Relationship between convex functions and coercivity

Question

I was struggling with this problem:

Let $f : \mathbb{R}^n \to \mathbb{R}$ be continuously differentiable convex function. Show that for any $\epsilon > 0$ the function $g_\epsilon (x) = f(x) + \epsilon \|x\|^2$ is coercive.

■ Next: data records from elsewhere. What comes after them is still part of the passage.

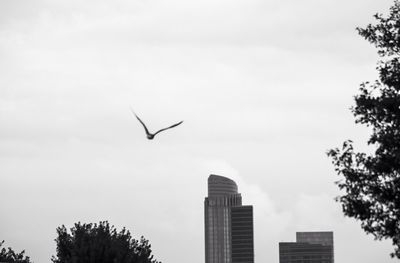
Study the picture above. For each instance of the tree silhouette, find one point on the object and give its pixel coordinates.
(371, 182)
(8, 255)
(100, 243)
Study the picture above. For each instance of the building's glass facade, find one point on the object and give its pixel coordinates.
(222, 198)
(310, 247)
(242, 234)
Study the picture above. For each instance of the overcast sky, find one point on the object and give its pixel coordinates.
(264, 88)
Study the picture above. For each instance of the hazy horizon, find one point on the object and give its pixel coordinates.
(263, 87)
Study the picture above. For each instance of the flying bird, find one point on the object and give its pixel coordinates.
(149, 135)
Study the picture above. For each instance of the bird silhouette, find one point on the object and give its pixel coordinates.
(149, 135)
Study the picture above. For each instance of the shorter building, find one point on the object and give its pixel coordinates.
(310, 247)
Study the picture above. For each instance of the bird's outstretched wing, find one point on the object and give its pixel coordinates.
(172, 126)
(144, 126)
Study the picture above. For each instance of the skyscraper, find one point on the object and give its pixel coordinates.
(228, 224)
(310, 247)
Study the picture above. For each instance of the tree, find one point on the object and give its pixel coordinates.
(8, 255)
(100, 243)
(371, 182)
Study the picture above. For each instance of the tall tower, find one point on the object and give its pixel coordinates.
(228, 224)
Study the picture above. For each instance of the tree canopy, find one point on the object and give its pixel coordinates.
(371, 182)
(8, 255)
(100, 243)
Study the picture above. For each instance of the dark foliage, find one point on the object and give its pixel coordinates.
(100, 243)
(371, 182)
(8, 255)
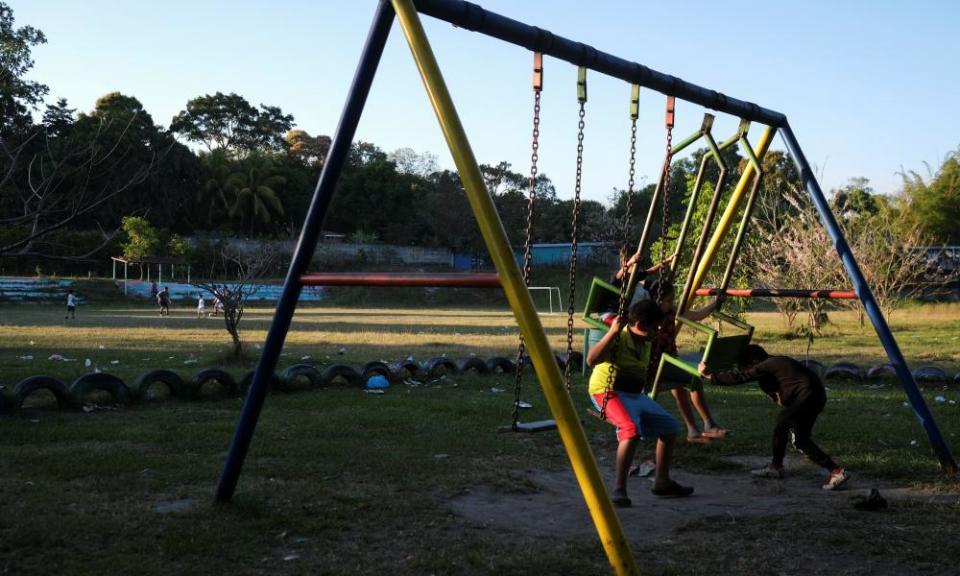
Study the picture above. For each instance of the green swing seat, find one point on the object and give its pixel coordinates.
(721, 352)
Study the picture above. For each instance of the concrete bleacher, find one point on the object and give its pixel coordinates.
(182, 291)
(23, 289)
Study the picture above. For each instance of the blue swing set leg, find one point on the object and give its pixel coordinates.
(339, 149)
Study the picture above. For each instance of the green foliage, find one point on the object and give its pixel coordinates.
(18, 96)
(934, 205)
(177, 246)
(254, 187)
(229, 122)
(142, 238)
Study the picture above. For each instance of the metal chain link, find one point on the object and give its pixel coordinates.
(665, 220)
(624, 284)
(573, 246)
(527, 254)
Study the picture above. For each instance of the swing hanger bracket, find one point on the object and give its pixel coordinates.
(582, 84)
(537, 71)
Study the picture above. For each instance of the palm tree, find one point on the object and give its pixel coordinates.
(213, 196)
(254, 188)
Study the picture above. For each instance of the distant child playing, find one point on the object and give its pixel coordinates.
(801, 393)
(163, 300)
(626, 405)
(71, 305)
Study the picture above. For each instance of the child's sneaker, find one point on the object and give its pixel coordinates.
(837, 479)
(644, 469)
(620, 499)
(768, 471)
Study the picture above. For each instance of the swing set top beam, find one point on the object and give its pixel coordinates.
(476, 19)
(393, 279)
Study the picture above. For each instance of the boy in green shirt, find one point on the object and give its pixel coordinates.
(625, 405)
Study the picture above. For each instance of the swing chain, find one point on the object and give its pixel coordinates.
(665, 220)
(573, 246)
(531, 194)
(624, 285)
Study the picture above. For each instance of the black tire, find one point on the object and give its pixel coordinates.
(222, 377)
(472, 363)
(292, 374)
(342, 372)
(844, 371)
(30, 385)
(99, 381)
(172, 380)
(440, 366)
(376, 367)
(500, 364)
(930, 374)
(881, 371)
(6, 405)
(405, 369)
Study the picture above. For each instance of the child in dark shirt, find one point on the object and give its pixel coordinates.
(801, 394)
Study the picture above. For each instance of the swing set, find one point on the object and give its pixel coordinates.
(514, 283)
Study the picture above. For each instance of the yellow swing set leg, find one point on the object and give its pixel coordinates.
(568, 424)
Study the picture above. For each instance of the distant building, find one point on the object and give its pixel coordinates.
(945, 258)
(559, 254)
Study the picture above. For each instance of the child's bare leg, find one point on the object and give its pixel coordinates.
(626, 450)
(699, 400)
(664, 455)
(686, 412)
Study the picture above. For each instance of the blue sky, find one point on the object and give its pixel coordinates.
(870, 88)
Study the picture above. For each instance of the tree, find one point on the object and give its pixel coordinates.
(253, 186)
(18, 96)
(311, 151)
(233, 295)
(69, 175)
(142, 238)
(855, 199)
(409, 161)
(229, 122)
(933, 206)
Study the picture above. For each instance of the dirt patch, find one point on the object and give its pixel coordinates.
(557, 510)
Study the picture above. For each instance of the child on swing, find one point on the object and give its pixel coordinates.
(666, 342)
(627, 264)
(626, 406)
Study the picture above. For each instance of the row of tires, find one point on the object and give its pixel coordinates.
(850, 371)
(297, 376)
(300, 376)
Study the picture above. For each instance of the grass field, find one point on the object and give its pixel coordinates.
(338, 481)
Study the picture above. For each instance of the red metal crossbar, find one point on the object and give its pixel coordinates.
(780, 293)
(402, 279)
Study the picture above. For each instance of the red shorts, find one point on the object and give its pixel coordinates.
(637, 415)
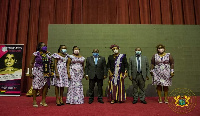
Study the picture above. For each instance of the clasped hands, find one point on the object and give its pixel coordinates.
(87, 77)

I'm a little confused as to the relationship between a continuously differentiable convex function and coercivity. I know the definitions of a convex function and a coercive function, but I'm unsure if they're related in some way that would help me prove this. Any hints?

Thanks

Answer 1

We have $f(x) \geq f(z)+\langle \nabla f (z),x-z\rangle$ for a fixed $z$. Now estimate below using Cauchy-Schwarz as follows: \begin{align*} \epsilon\|x\|^2 + f(x) &\geq \epsilon\|x\|^2+ f(z)+\langle \nabla f (z),x-z\rangle\\ &\geq \epsilon \|x\|^2 +f(z) - \|\nabla f(z)\|\cdot\|x-z\|\\ &\geq \epsilon \|x\|^2 +f(z) - \|\nabla f(z)\|\cdot \left(\|x\|-\|z\|\right)\\ &\to \infty \quad \text{as $\|x\|\to\infty$.} \end{align*}

Answer 2

If $x_1, x_2 \in \mathbb R^n$ then \begin{align} \langle x_1 - x_2, \nabla g_\epsilon(x_1) - \nabla g_\epsilon(x_2) \rangle &= \langle x_1 - x_2, \nabla f(x_1) + 2 \epsilon x_1 - (\nabla f(x_2) + 2 \epsilon x_2) \rangle \\ &= \underbrace{\langle x_1 - x_2, \nabla f(x_1) - \nabla f(x_2) \rangle}_{\geq 0} + 2 \epsilon \underbrace{\langle x_1 - x_2, x_1 - x_2 \rangle}_{\|x_1 - x_2 \|_2^2} \\ &\geq 2 \epsilon \|x_1 - x_2 \|_2^2. \end{align} This shows that $g_\epsilon$ is coercive.

(The inequality $$ \langle x_1 - x_2, \nabla f(x_1) - \nabla f(x_2) \rangle \geq 0 $$ expresses the fact that $\nabla f$ is monotone.)